Die Module mit den Siliziumzellen sind kompakt und leicht: Sie wiegen 64 Gramm und haben eine Fläche von 629 Quadratzentimetern (321 mal 209 Millimeter). Die durchschnittliche Leistung der Prototypen betrug 15,6 Watt – einzelne Module erreichten 16,1 Watt– bei einem durchschnittlichen Wirkungsgrad von 18,8 Prozent (AM0 bei 25 °C). Mit einer spezifischen Leistung von 252 Watt pro Kilogramm ist das Modul laut Fraunhofer ISE damit wettbewerbsfähig mit anderen Siliziummodulen seiner Klasse.
Verschaltet werden die Silizium-Solarzellen mit der Schindel-Matrix-Technologie. Die einzelnen Solarzellen werden in Streifen geschnitten und leicht überlappend sowie versetzt zueinander wie in einem Mauerwerk angeordnet. Ein elektrisch leitfähiger Klebstoff verbindet die Solarzellen. Die automatisierte Fertigung mit einem Schindel-Matrix-Stringer der Firma M10 Solar Equipment GmbH ermöglicht Source Energy eine Produktlieferung in weniger als sechs Monaten ab Bestellung.
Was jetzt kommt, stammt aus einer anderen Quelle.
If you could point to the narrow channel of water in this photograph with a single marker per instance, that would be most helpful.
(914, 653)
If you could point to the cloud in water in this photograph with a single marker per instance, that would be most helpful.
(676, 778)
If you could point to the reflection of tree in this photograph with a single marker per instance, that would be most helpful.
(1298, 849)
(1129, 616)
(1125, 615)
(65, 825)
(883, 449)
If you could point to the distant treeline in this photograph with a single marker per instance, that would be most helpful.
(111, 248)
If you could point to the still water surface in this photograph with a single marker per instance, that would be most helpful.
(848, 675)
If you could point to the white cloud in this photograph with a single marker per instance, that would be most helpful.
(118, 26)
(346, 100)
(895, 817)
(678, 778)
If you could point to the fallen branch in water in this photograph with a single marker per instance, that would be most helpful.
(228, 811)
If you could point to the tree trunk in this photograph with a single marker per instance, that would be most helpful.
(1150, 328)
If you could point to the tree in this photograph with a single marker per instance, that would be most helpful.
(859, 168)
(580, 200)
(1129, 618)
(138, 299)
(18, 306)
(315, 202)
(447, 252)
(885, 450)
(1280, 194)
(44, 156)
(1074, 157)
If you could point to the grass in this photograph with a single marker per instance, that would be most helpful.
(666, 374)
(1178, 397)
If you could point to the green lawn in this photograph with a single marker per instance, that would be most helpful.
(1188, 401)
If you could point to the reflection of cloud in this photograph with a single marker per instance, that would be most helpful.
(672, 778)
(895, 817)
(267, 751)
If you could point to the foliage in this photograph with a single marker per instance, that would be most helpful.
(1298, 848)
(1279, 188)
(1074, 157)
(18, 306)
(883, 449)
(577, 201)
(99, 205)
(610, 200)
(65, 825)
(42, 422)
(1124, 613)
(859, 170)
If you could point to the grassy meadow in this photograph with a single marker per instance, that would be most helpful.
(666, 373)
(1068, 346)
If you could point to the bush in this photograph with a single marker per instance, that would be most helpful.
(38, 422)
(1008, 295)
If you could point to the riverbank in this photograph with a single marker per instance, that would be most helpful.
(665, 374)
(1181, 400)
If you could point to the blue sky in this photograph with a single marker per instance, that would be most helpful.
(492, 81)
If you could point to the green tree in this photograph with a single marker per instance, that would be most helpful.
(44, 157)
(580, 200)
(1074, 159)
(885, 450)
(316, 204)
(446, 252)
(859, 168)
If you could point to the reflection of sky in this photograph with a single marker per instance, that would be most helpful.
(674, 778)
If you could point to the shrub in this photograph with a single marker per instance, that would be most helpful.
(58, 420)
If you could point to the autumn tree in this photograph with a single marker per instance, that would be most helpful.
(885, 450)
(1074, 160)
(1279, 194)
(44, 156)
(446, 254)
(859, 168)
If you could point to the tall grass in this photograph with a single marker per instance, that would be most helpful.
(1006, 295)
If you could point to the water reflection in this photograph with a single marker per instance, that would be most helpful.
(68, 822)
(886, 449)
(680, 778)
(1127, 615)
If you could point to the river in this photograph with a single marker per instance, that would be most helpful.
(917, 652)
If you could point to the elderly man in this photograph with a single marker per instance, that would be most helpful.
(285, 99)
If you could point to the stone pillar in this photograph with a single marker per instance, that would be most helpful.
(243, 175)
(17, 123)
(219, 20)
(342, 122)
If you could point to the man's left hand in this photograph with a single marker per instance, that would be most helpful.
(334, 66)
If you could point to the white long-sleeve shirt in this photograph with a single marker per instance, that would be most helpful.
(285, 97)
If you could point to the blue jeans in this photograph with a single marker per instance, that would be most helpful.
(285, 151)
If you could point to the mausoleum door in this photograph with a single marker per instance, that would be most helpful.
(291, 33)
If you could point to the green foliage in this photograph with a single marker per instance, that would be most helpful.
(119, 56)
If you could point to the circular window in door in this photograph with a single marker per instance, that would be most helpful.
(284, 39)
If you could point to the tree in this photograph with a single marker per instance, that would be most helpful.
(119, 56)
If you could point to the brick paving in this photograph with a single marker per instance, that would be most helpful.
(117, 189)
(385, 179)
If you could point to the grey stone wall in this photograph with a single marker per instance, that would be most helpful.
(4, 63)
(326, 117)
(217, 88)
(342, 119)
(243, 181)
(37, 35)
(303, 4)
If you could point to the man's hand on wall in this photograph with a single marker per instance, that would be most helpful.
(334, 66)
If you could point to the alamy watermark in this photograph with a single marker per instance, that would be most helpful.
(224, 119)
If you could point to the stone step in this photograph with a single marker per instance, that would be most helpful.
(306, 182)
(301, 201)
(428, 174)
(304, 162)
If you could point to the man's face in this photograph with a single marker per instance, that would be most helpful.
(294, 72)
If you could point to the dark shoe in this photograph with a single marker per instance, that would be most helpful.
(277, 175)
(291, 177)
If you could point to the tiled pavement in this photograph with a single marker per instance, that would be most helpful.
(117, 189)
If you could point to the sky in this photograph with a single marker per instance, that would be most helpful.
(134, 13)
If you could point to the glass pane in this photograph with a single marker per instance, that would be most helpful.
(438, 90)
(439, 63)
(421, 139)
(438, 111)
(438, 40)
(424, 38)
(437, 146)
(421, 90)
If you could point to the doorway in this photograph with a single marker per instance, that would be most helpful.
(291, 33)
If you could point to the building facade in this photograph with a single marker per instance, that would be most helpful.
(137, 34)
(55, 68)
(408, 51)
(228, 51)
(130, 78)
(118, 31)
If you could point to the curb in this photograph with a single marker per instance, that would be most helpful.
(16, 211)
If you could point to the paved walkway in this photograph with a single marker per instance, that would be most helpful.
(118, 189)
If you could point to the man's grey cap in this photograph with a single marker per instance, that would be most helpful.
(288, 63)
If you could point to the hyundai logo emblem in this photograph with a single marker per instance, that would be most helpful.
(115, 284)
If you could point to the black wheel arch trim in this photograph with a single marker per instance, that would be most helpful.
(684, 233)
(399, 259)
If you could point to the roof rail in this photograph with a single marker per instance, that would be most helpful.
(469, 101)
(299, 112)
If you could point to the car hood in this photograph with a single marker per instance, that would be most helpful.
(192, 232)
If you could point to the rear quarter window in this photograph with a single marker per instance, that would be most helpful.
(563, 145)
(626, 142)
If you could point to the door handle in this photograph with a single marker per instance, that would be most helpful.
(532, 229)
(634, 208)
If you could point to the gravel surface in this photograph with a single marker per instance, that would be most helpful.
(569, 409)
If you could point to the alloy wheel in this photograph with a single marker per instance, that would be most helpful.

Nach erfolgreicher Prototypenphase im Module-TEC des Fraunhofer ISE in Freiburg installierte Source Energy die Anlage im Juni 2026 in der eigenen Fertigung in Colorado. »Als Herzstück der Produktion ermöglicht sie uns PV-Module für unter fünf Dollar pro Watt herzustellen«, sagt Bryan Mazor, CTO bei Source Energy. »Der automatisierte Fertigungsprozess macht uns nicht nur kostengünstiger, sondern auch deutlich schneller als dies derzeit bei III-V-PV-Produkten für den Weltraum der Fall ist.«
»Drei Eigenschaften machen die Schindel-Matrix Verschaltung perfekt für den Weltraum«, erklärt Najwa Abdel Latif, Projektleiterin am Fraunhofer ISE. »Die Resilienz gegenüber punktuellen Schäden durch Einschläge kleiner Objekte im Weltraum, die Flexibilität im Layout und die Toleranz gegenüber extremen Temperaturunterschieden.«
Source Energy unterzog die neu entwickelten Module laut Fraunhofer ISE umfassenden Weltraumqualifikationstests und bestätigte, dass es die 25-Prozent-Qualifikationsschwelle für Weltraumanwendungen einhält: Nach sieben Jahren Betrieb im Weltraum können für die Module 76 Prozent ihrer ursprünglichen Leistungsabgabe erwartet werden.